Application in Inverse Laplace Transforms
When you have a rational expression where the degree of the numerator is less than the degree of the denominator, partial fraction decomposition can be particularly useful. Once decomposed, each term of the broken down expression often has a straightforward inverse Laplace transform, based on standard forms found in Laplace transform tables. Remember, it is critical to first determine whether the denominator can be factorized further. As shown in the step-by-step solution for our exercise, when it cannot, like with an irreducible quadratic, we express the numerator as a linear combination of terms.Laplace Transform Table
A Laplace transform table is an invaluable tool for engineers and mathematicians working with differential equations and complex systems. It lists many common functions along with their Laplace transforms, enabling quick lookup and application of these transformations to various problems, including inverse Laplace transforms.

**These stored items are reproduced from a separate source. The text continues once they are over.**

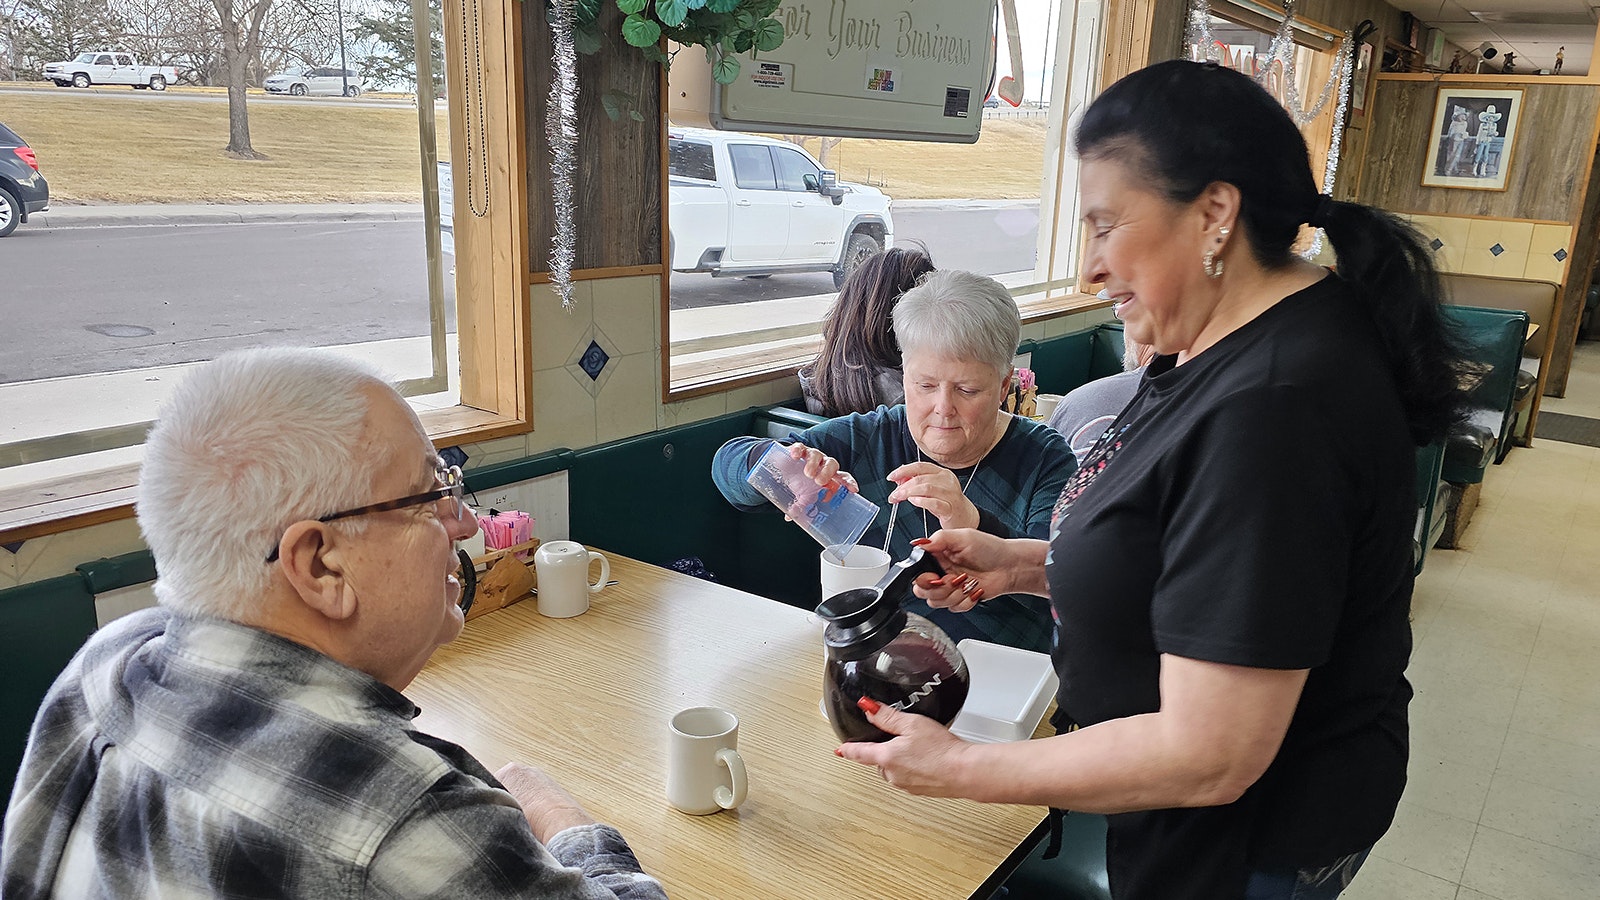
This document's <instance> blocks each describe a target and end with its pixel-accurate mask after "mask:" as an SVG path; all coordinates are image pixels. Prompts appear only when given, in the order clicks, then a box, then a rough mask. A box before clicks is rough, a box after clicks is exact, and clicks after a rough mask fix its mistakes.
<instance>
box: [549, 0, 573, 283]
mask: <svg viewBox="0 0 1600 900" xmlns="http://www.w3.org/2000/svg"><path fill="white" fill-rule="evenodd" d="M576 2H578V0H554V2H552V3H550V32H552V35H554V42H555V56H554V59H552V61H554V62H555V77H554V78H552V80H550V101H549V104H547V107H546V114H544V136H546V139H547V141H549V143H550V199H552V200H554V205H555V234H552V235H550V287H552V288H554V290H555V293H558V295H562V309H565V311H566V312H571V311H573V256H574V255H576V250H578V226H576V224H574V221H573V207H574V203H576V187H574V183H573V179H574V176H576V173H578V50H576V46H574V45H573V5H574V3H576Z"/></svg>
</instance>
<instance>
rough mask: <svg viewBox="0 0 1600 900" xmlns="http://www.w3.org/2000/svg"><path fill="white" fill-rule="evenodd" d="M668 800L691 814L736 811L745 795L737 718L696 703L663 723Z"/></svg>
mask: <svg viewBox="0 0 1600 900" xmlns="http://www.w3.org/2000/svg"><path fill="white" fill-rule="evenodd" d="M667 730H669V733H667V802H669V804H672V806H674V807H675V809H678V810H680V812H686V814H690V815H710V814H714V812H718V810H723V809H734V807H736V806H739V804H742V802H744V798H746V794H747V793H749V780H747V778H746V777H744V757H742V756H739V749H738V746H739V719H738V716H734V714H733V713H730V711H726V709H722V708H717V706H694V708H690V709H683V711H680V713H678V714H675V716H672V721H670V722H669V725H667Z"/></svg>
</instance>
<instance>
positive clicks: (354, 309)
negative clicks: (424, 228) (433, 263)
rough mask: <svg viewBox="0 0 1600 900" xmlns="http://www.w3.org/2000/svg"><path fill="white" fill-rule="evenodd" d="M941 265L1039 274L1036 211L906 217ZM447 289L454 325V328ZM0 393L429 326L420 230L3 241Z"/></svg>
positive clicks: (333, 230) (29, 238) (706, 300)
mask: <svg viewBox="0 0 1600 900" xmlns="http://www.w3.org/2000/svg"><path fill="white" fill-rule="evenodd" d="M894 216H896V219H894V221H896V229H898V232H896V237H898V242H899V243H906V242H920V243H923V245H925V247H926V248H928V251H930V253H931V255H933V259H934V263H936V264H938V266H939V267H966V269H974V271H979V272H989V274H998V272H1011V271H1018V269H1027V267H1032V263H1034V234H1035V229H1037V207H1032V205H1029V207H1021V205H1016V207H1003V208H984V207H978V208H971V207H968V208H960V207H947V208H946V207H917V208H907V210H904V211H896V213H894ZM445 282H446V309H445V320H446V322H448V323H451V325H450V328H451V330H454V325H453V323H454V317H456V312H454V295H453V291H451V287H450V285H451V279H448V277H446V279H445ZM832 290H834V280H832V275H829V274H810V275H773V277H770V279H762V280H752V279H712V277H710V275H682V274H674V277H672V306H674V307H675V309H683V307H694V306H712V304H728V303H746V301H754V299H773V298H784V296H810V295H816V293H829V291H832ZM0 330H3V335H5V338H3V340H0V384H5V383H13V381H30V380H37V378H56V376H64V375H88V373H99V372H122V370H128V368H142V367H152V365H170V364H179V362H195V360H205V359H213V357H216V356H218V354H219V352H224V351H227V349H237V348H250V346H328V344H347V343H362V341H378V340H387V338H406V336H416V335H426V333H427V269H426V264H424V247H422V224H421V219H416V221H355V223H338V221H330V223H243V224H238V223H234V224H192V226H173V224H165V226H125V227H38V226H35V224H32V223H30V224H27V226H22V227H19V229H18V231H16V232H13V234H11V235H10V237H6V239H3V240H0Z"/></svg>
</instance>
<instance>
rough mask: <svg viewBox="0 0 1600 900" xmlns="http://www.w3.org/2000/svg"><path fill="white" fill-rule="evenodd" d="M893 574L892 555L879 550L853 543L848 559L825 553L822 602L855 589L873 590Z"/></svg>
mask: <svg viewBox="0 0 1600 900" xmlns="http://www.w3.org/2000/svg"><path fill="white" fill-rule="evenodd" d="M888 572H890V554H886V552H883V551H882V549H880V548H875V546H867V544H853V546H851V548H850V551H848V552H845V557H843V559H840V557H837V556H834V551H830V549H824V551H822V599H824V601H826V599H829V597H832V596H834V594H843V593H845V591H850V589H853V588H870V586H874V585H877V583H878V580H882V578H883V577H885V575H888Z"/></svg>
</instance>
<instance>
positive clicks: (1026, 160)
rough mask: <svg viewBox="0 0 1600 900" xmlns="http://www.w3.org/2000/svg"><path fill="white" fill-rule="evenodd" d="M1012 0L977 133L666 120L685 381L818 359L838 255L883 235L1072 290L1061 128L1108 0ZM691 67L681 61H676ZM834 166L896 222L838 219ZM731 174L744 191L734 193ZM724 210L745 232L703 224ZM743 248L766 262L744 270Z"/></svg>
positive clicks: (721, 382)
mask: <svg viewBox="0 0 1600 900" xmlns="http://www.w3.org/2000/svg"><path fill="white" fill-rule="evenodd" d="M1014 8H1016V24H1018V27H1016V29H1008V27H1006V24H1005V16H1002V14H998V11H997V18H995V26H997V27H995V35H997V37H995V46H994V50H995V53H994V56H995V61H997V62H995V80H994V83H992V86H990V90H989V96H987V98H984V102H982V123H981V131H979V139H978V143H976V144H960V143H926V141H891V139H861V138H830V136H803V135H782V133H778V135H741V133H736V131H707V130H699V128H693V127H685V125H683V122H669V136H667V157H669V194H670V197H669V231H670V232H672V242H670V250H669V251H670V256H672V258H670V266H669V267H670V269H672V272H670V277H669V285H670V287H669V291H670V314H669V323H667V333H669V346H670V351H669V352H670V391H672V392H674V394H678V392H683V391H694V389H698V388H699V389H709V388H712V386H715V384H726V383H730V381H738V380H739V378H752V376H762V375H765V373H771V372H774V370H782V368H786V367H794V365H797V364H800V362H805V360H808V359H810V357H811V356H814V352H816V343H818V335H819V330H821V323H822V319H824V317H826V314H827V311H829V309H830V307H832V303H834V298H835V296H837V290H838V285H840V282H842V280H843V274H845V272H843V269H845V267H848V264H850V263H851V261H853V259H856V258H858V256H859V255H866V253H872V251H877V250H882V248H885V242H886V239H888V240H891V242H893V245H894V247H917V248H922V250H926V251H928V255H930V256H931V258H933V261H934V264H936V266H938V267H941V269H968V271H974V272H981V274H987V275H994V277H997V279H998V280H1000V282H1002V283H1006V285H1008V287H1011V288H1013V290H1014V291H1016V293H1018V295H1019V299H1027V298H1040V296H1045V295H1046V293H1048V291H1050V290H1053V291H1054V293H1056V295H1061V293H1062V291H1066V290H1070V287H1072V280H1070V275H1072V256H1074V255H1075V245H1077V240H1075V237H1074V235H1075V229H1077V215H1075V203H1074V202H1072V197H1075V194H1077V183H1075V165H1074V163H1072V160H1066V159H1062V144H1064V139H1066V135H1067V128H1066V120H1067V119H1069V117H1070V114H1072V112H1074V110H1075V106H1074V104H1075V101H1082V98H1083V96H1091V94H1093V78H1094V77H1096V74H1098V58H1099V54H1101V51H1102V50H1101V48H1102V37H1101V14H1102V3H1099V2H1098V0H1069V2H1066V3H1062V2H1059V0H1016V3H1014ZM1013 34H1014V35H1016V37H1018V40H1016V48H1014V50H1016V53H1013V46H1011V37H1010V35H1013ZM690 53H698V50H693V51H690ZM1013 59H1016V61H1019V66H1016V64H1014V62H1013ZM1013 69H1018V70H1016V72H1013ZM682 77H683V75H682V74H680V70H678V69H677V67H675V69H674V78H682ZM1006 77H1010V78H1011V80H1013V82H1014V83H1016V85H1018V88H1019V93H1021V102H1018V104H1011V102H1008V101H1006V99H1002V96H1000V91H998V83H1000V80H1002V78H1006ZM1006 93H1010V91H1006ZM670 94H672V96H678V91H677V90H674V91H670ZM1013 96H1014V94H1013ZM718 160H722V162H718ZM718 165H726V167H728V171H725V173H723V171H718ZM824 171H832V173H837V179H838V183H840V184H842V186H845V187H848V189H850V191H851V197H853V205H854V207H861V210H859V213H861V215H862V216H866V218H872V216H875V215H878V208H880V207H882V210H883V211H886V213H888V215H886V216H885V218H888V219H890V221H891V227H893V234H886V229H885V227H880V226H875V224H870V223H869V224H861V227H854V229H850V231H848V232H842V234H832V231H840V229H842V227H845V226H846V224H848V223H846V221H845V218H842V216H840V215H838V213H837V210H835V207H834V205H832V203H829V202H827V199H826V197H824V195H821V194H819V192H818V189H816V187H814V184H816V181H818V179H819V178H821V176H822V173H824ZM730 186H733V187H738V189H739V191H741V192H742V194H744V197H741V200H742V202H744V205H739V207H728V200H726V199H725V194H723V191H725V187H730ZM725 210H726V211H725ZM723 215H726V216H730V218H728V219H726V223H728V224H726V232H725V234H726V240H728V242H731V240H734V239H738V240H741V242H742V243H744V245H746V247H742V248H731V247H723V242H722V240H712V239H710V237H707V235H706V234H702V231H709V229H712V227H715V223H720V221H723V219H720V218H718V216H723ZM858 218H859V216H858ZM835 219H838V221H835ZM736 253H746V255H747V258H749V259H766V261H771V266H770V269H768V271H762V269H760V267H755V269H750V271H744V272H736V269H738V266H734V264H730V261H731V258H733V256H734V255H736ZM1042 285H1048V287H1042Z"/></svg>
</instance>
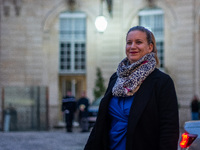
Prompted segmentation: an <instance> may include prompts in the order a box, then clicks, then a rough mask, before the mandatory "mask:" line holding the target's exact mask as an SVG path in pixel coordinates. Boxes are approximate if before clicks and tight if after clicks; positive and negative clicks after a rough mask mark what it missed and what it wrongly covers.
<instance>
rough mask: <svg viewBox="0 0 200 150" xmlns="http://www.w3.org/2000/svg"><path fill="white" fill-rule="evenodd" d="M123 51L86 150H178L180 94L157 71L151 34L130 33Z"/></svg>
mask: <svg viewBox="0 0 200 150" xmlns="http://www.w3.org/2000/svg"><path fill="white" fill-rule="evenodd" d="M125 49H126V56H127V57H125V58H124V59H123V60H122V61H121V62H120V63H119V65H118V68H117V71H116V72H115V73H114V74H113V75H112V76H111V78H110V81H109V84H108V88H107V90H106V93H105V95H104V97H103V98H102V100H101V103H100V106H99V112H98V115H97V120H96V123H95V125H94V127H93V129H92V131H91V133H90V136H89V138H88V141H87V143H86V145H85V148H84V150H147V149H149V150H177V147H178V139H179V117H178V116H179V115H178V103H177V96H176V91H175V87H174V83H173V80H172V79H171V77H170V76H169V75H167V74H166V73H163V72H161V71H160V70H159V69H157V68H156V67H157V66H158V63H159V62H158V57H157V49H156V41H155V38H154V35H153V33H152V32H151V31H149V30H148V29H146V28H144V27H142V26H135V27H132V28H130V30H129V31H128V33H127V36H126V48H125Z"/></svg>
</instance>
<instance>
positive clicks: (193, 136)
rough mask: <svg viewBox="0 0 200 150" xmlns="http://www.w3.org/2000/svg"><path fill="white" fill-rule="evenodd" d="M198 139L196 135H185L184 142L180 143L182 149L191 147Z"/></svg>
mask: <svg viewBox="0 0 200 150" xmlns="http://www.w3.org/2000/svg"><path fill="white" fill-rule="evenodd" d="M196 138H197V135H196V134H188V133H183V134H182V140H181V142H180V146H181V148H187V147H189V146H190V145H191V144H192V142H193V141H194V140H195V139H196Z"/></svg>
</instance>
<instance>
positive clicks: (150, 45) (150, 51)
mask: <svg viewBox="0 0 200 150" xmlns="http://www.w3.org/2000/svg"><path fill="white" fill-rule="evenodd" d="M148 51H149V53H151V52H152V51H153V44H152V43H151V44H149V50H148Z"/></svg>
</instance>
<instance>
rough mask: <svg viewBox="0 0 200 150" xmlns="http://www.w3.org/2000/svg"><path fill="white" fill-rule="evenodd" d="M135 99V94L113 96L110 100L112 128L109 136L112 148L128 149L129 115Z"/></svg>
mask: <svg viewBox="0 0 200 150" xmlns="http://www.w3.org/2000/svg"><path fill="white" fill-rule="evenodd" d="M133 99H134V95H133V96H130V97H113V98H112V99H111V101H110V105H109V114H110V116H111V129H110V132H109V138H110V149H111V150H125V149H126V132H127V125H128V116H129V112H130V108H131V104H132V102H133Z"/></svg>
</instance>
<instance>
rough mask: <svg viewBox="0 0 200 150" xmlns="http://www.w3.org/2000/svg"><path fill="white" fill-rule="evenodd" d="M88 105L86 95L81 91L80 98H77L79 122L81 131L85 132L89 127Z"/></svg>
mask: <svg viewBox="0 0 200 150" xmlns="http://www.w3.org/2000/svg"><path fill="white" fill-rule="evenodd" d="M88 106H89V99H88V98H87V97H86V93H85V92H83V93H82V96H81V98H80V99H79V100H78V110H79V123H80V127H81V129H82V132H87V131H88V129H89V124H88Z"/></svg>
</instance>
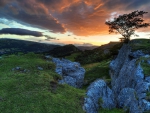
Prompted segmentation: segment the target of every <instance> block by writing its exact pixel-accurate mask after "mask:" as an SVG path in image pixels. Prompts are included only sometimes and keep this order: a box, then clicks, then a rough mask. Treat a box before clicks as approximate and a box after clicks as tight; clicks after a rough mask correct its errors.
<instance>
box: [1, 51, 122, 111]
mask: <svg viewBox="0 0 150 113" xmlns="http://www.w3.org/2000/svg"><path fill="white" fill-rule="evenodd" d="M73 56H74V55H73ZM109 62H110V60H105V61H103V62H100V63H93V64H88V65H84V66H83V67H84V68H85V69H86V74H85V81H87V84H86V85H85V87H84V88H82V89H77V88H73V87H71V86H68V85H66V84H64V85H60V84H58V83H57V80H58V79H61V77H59V75H58V74H56V73H55V65H54V64H53V63H52V62H51V61H49V62H48V61H47V60H46V59H44V56H43V55H38V54H33V53H29V54H24V55H22V54H19V55H18V56H17V55H9V56H2V58H0V113H84V111H83V110H82V106H83V102H84V97H85V93H86V90H85V88H86V87H87V86H88V85H89V84H90V83H91V82H92V81H94V80H96V79H97V78H103V79H105V80H106V81H107V80H108V79H109V80H110V77H109V74H108V71H109V68H108V65H109ZM16 66H19V67H21V69H20V70H12V69H13V68H15V67H16ZM38 67H42V68H43V70H38ZM25 69H26V70H28V71H26V72H24V70H25ZM100 112H101V113H122V112H121V110H120V109H113V110H106V109H100Z"/></svg>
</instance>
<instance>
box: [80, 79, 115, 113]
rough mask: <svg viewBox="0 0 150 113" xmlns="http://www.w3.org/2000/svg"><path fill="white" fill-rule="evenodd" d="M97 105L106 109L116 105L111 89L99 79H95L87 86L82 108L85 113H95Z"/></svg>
mask: <svg viewBox="0 0 150 113" xmlns="http://www.w3.org/2000/svg"><path fill="white" fill-rule="evenodd" d="M99 106H101V107H103V108H107V109H112V108H115V106H116V104H115V102H114V95H113V92H112V90H111V89H110V88H109V87H107V85H106V83H105V81H104V80H101V79H98V80H96V81H95V82H93V83H92V84H91V85H90V86H89V87H88V89H87V93H86V98H85V101H84V106H83V108H84V110H85V111H86V112H87V113H97V112H98V109H99Z"/></svg>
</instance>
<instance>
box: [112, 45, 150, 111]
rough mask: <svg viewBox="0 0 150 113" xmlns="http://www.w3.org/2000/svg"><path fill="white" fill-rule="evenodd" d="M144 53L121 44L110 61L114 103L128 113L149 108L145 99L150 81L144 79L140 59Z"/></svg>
mask: <svg viewBox="0 0 150 113" xmlns="http://www.w3.org/2000/svg"><path fill="white" fill-rule="evenodd" d="M143 56H145V54H144V53H143V52H142V51H140V50H138V51H135V52H131V49H130V46H129V45H128V44H126V45H123V47H122V48H121V50H120V51H119V54H118V56H117V58H116V59H115V60H113V61H112V62H111V63H110V75H111V80H112V81H111V84H112V91H113V93H114V95H115V100H116V104H117V105H118V106H119V107H122V108H125V109H126V110H129V112H130V113H142V112H144V111H147V110H150V108H149V102H148V101H147V100H145V98H146V93H147V92H148V91H149V88H150V82H149V81H146V80H145V76H144V73H143V68H142V67H141V63H142V62H141V61H140V60H139V59H140V58H141V57H143Z"/></svg>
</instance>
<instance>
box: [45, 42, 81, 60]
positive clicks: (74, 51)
mask: <svg viewBox="0 0 150 113" xmlns="http://www.w3.org/2000/svg"><path fill="white" fill-rule="evenodd" d="M80 51H81V50H80V49H78V48H77V47H75V46H74V45H72V44H69V45H65V46H60V47H56V48H54V49H53V50H51V51H49V52H48V54H50V55H52V56H54V57H65V56H69V55H71V54H73V53H77V52H80Z"/></svg>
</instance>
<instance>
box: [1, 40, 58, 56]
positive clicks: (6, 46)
mask: <svg viewBox="0 0 150 113" xmlns="http://www.w3.org/2000/svg"><path fill="white" fill-rule="evenodd" d="M55 47H59V45H52V44H44V43H38V42H32V41H25V40H16V39H0V55H3V54H14V53H18V52H23V53H28V52H35V53H41V52H47V51H50V50H52V49H54V48H55Z"/></svg>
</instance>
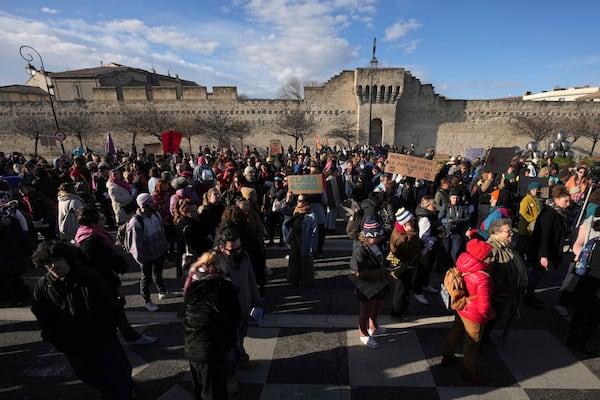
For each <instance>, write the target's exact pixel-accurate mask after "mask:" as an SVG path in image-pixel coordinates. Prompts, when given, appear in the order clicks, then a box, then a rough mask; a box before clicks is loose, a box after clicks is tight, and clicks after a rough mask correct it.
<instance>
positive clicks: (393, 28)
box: [383, 19, 422, 42]
mask: <svg viewBox="0 0 600 400" xmlns="http://www.w3.org/2000/svg"><path fill="white" fill-rule="evenodd" d="M421 26H422V25H421V24H420V23H419V22H418V21H417V20H415V19H410V20H408V21H406V22H396V23H395V24H394V25H392V26H390V27H389V28H387V29H386V30H385V37H384V38H383V40H386V41H390V42H391V41H394V40H397V39H400V38H402V37H404V36H406V35H407V34H408V33H409V32H410V31H413V30H417V29H419V28H420V27H421Z"/></svg>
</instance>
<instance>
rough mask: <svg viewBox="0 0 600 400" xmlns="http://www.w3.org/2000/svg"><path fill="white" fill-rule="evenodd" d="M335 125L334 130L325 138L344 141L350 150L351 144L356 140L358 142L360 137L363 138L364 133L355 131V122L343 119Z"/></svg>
mask: <svg viewBox="0 0 600 400" xmlns="http://www.w3.org/2000/svg"><path fill="white" fill-rule="evenodd" d="M336 125H337V126H336V127H335V128H333V129H331V130H330V131H329V132H328V133H327V136H328V137H330V138H338V139H342V140H344V141H345V142H346V144H347V145H348V148H352V144H353V143H355V142H356V141H357V140H358V141H360V140H361V137H362V136H364V132H362V131H360V130H358V129H357V123H356V122H349V121H347V120H345V119H344V120H341V121H340V122H338V123H337V124H336Z"/></svg>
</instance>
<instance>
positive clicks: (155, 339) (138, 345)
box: [131, 335, 158, 346]
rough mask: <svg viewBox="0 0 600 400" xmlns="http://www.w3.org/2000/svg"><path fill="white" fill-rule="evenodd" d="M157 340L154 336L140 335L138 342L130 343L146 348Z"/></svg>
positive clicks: (135, 341)
mask: <svg viewBox="0 0 600 400" xmlns="http://www.w3.org/2000/svg"><path fill="white" fill-rule="evenodd" d="M157 340H158V338H157V337H155V336H148V335H142V336H140V338H139V339H138V340H134V341H132V342H131V343H132V344H135V345H136V346H146V345H148V344H152V343H155V342H156V341H157Z"/></svg>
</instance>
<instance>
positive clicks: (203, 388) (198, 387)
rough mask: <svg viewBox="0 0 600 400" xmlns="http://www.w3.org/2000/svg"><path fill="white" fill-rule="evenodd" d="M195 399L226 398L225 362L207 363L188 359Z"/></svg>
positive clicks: (217, 399) (214, 361) (222, 398)
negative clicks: (189, 363)
mask: <svg viewBox="0 0 600 400" xmlns="http://www.w3.org/2000/svg"><path fill="white" fill-rule="evenodd" d="M190 371H191V372H192V382H193V384H194V394H195V395H196V400H226V399H227V363H226V361H225V357H223V359H222V360H219V361H214V362H210V363H207V364H204V363H198V362H194V361H190Z"/></svg>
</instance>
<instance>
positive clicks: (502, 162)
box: [483, 147, 515, 173]
mask: <svg viewBox="0 0 600 400" xmlns="http://www.w3.org/2000/svg"><path fill="white" fill-rule="evenodd" d="M514 156H515V149H514V147H492V149H491V150H490V155H489V156H488V159H487V161H486V163H485V166H484V167H483V171H484V172H494V173H502V172H504V171H506V169H507V168H508V166H509V165H510V163H511V161H512V159H513V157H514Z"/></svg>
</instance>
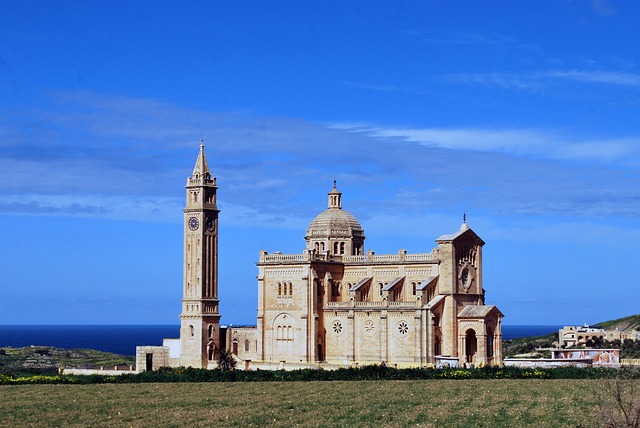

Using the Table for Inverse Transforms
To use a Laplace transform table for inverse transforms, first, ensure that the function you're working with matches a form in the table. For inverse transforms, you're essentially reversing the Laplacian process to find the time-domain function from a given s-domain function. In our textbook solution, after employing partial fraction decomposition, we turned to the table to identify the corresponding time-domain functions that matched the s-domain functions we obtained.Comparing Coefficients
Comparing coefficients is a technique used in algebra to find values of unknown constants by matching the coefficients of corresponding powers of variables on both sides of an equation. It's based on the principle that if two polynomials are equal, then their corresponding coefficients for the same powers must also be equal.